In Philadelphia, the harm-reduction nonprofit Safehouse has already begun raising funds for what it calls an “overdose prevention site” (and which the regional U.S. Attorney calls a “deadly drug injection site”), with the support of former Pennsylvania Governor Ed Rendell. “It’s somewhat possible,” Rendell acknowledged to the Associated Press, that “they will come and arrest me.”

Or maybe they won’t. Beletsky has written that the law “was never intended to interfere with a legally authorized public health intervention,” which supervised consumption sites clearly are. After all, there already exist injection sites in every city, town and county: They’re called public bathrooms. And alleys, park gazebos and just about any place else one can find a place to hide. “We need to play that game where we require politicians to finish every sentence denouncing supervised injection facilities with the phrase, ‘and that is why I think injecting alone in a McDonald’s bathroom is better,’” wrote physician and harm reduction advocate Jonathan Giftos on Twitter.

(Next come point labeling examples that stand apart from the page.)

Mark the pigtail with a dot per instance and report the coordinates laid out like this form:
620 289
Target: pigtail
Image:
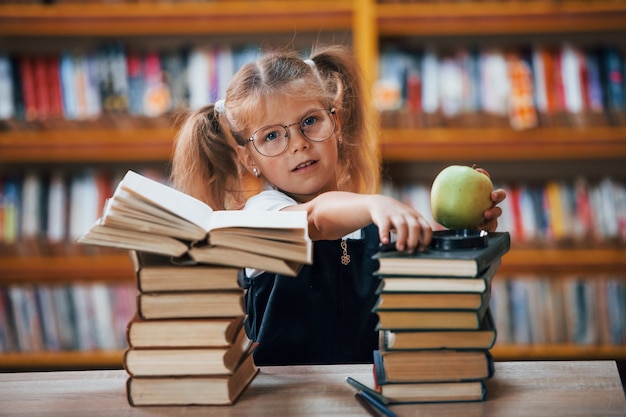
205 163
359 158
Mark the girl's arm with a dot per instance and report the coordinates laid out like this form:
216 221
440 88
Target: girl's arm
334 214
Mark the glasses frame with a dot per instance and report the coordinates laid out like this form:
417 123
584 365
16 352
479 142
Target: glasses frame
332 112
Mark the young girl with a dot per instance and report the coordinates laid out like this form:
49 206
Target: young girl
300 127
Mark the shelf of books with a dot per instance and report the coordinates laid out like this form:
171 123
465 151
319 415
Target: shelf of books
69 359
422 18
562 62
174 18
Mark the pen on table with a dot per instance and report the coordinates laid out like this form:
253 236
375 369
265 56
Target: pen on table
366 405
372 406
362 387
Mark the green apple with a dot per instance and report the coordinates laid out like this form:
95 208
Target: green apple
459 197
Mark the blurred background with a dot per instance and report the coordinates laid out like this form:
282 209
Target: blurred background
531 90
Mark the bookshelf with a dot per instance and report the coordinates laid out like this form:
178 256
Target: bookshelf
365 25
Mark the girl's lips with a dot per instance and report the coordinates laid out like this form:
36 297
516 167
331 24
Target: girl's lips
304 165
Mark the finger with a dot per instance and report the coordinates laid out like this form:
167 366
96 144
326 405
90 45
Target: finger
426 234
497 196
401 229
483 171
383 233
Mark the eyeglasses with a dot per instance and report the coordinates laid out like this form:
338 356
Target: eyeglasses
317 126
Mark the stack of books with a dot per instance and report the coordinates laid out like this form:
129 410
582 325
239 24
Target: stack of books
435 326
187 344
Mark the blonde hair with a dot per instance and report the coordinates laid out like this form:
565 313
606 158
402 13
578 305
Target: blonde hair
205 163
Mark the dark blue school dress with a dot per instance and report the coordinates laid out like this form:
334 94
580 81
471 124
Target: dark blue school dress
322 316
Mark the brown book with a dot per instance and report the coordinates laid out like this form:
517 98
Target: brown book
439 286
158 273
432 301
176 305
482 338
430 319
191 390
435 365
146 215
426 392
188 361
439 262
176 333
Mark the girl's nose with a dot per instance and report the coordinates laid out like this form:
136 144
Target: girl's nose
297 141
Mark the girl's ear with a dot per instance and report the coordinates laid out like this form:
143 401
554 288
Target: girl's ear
243 153
337 124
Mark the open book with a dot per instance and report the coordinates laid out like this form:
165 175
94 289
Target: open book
146 215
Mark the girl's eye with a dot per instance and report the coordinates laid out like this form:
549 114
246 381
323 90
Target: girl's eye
309 121
272 136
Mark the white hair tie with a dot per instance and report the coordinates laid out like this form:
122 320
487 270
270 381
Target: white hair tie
220 106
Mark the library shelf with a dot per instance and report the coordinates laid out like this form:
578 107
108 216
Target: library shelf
564 351
86 145
174 18
110 268
497 17
97 359
502 143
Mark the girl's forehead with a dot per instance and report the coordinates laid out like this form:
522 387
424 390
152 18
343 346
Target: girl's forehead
283 110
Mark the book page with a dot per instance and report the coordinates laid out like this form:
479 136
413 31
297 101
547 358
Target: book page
280 220
167 198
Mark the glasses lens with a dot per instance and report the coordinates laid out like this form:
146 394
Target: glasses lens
270 140
318 125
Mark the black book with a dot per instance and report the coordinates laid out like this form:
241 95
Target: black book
437 262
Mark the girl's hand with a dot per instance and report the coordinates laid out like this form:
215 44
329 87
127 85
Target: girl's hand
490 217
411 229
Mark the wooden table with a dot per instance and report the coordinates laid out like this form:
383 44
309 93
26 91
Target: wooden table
549 389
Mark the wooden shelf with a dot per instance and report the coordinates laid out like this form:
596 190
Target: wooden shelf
66 268
492 17
155 144
174 18
117 267
113 359
576 260
503 143
557 352
86 145
62 360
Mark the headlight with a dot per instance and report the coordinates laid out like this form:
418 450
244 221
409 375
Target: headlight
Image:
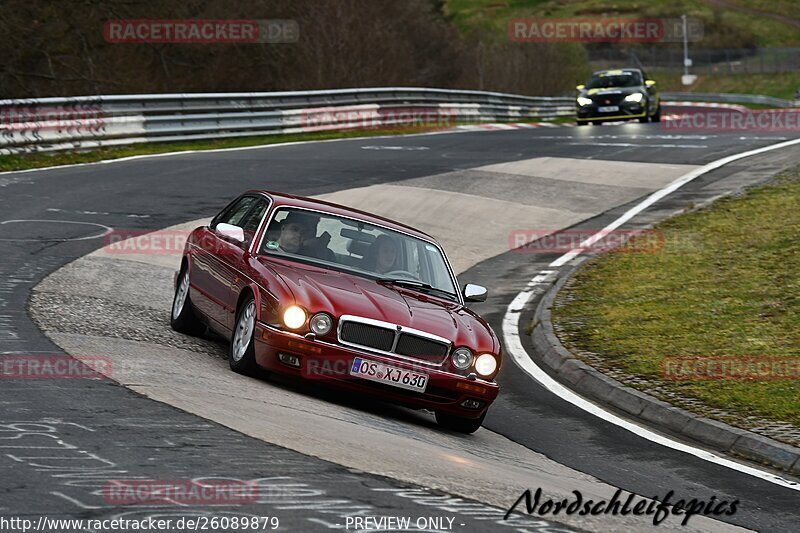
294 317
462 358
321 323
485 364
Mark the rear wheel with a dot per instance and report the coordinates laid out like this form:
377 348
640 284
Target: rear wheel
242 352
182 318
459 423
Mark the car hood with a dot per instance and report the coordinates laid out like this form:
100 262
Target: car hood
612 91
340 294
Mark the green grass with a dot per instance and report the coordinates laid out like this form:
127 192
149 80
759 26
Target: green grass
727 25
723 29
725 284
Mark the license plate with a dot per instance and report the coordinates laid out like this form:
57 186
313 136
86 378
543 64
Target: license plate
389 375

“If you think this through at all, [the objections] are not about reality,” Alex Kral says. The science, he notes, is clear on the benefits for both the community of people who use drugs and the community of people who want drug use to stop. Everything else “is just politics.”


Judith Lewis Mernit’s reporting on harm reduction in rural California was supported by the USC Annenberg Center for Health Journalism’s 2018 Impact Fund.